The Guacamole case is really different since their customers will be by
definition the IT departments. So, even if OS packaging was already good
enough, you will still have a big chance of selling it to a big corporation.

------
whalesalad
Guacamole also has one of the best, most succinct open source websites out
there. No BS, easy to navigate, clear call to action on most pages.
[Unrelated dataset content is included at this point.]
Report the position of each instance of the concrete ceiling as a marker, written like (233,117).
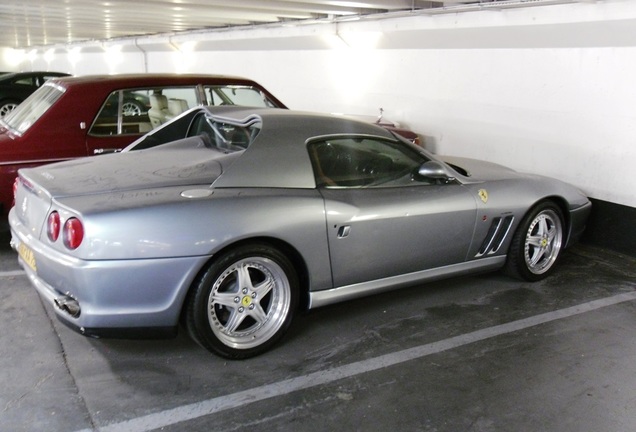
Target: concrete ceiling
(36,23)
Bravo.

------
miles
Previously:

Guacamole – A clientless remote desktop gateway, 1096 points | Oct 3, 2017 |
218 comments

[https://news.ycombinator.com/item?id=15389727](https://news.ycombinator.com/item?id=15389727)

------
IshKebab
Unfortunately the answer usually seems to be "make it difficult to build or
set up so people will be pay you to do that for them" (or put no effort into
making it easier).

I think the open core model is better - it provides less incentive to make the
open source version difficult to set up, and I'd guess it provides more stable
income.

------
guerby
Another less well-known free software for remote access:

[https://github.com/Ylianst/MeshCentral](https://github.com/Ylianst/MeshCentral)

Developped by Intel for AMT/vPro management but works also as a remote desktop
in the browser.

------
Shared404
Another interesting example of this is ZynAddSubFX [1].

Although there is not a company built around this (to the best of my
knowledge), they do sell binaries while leaving all of the code open source.

[1] [https://zynaddsubfx.sourceforge.io/](https://zynaddsubfx.sourceforge.io/)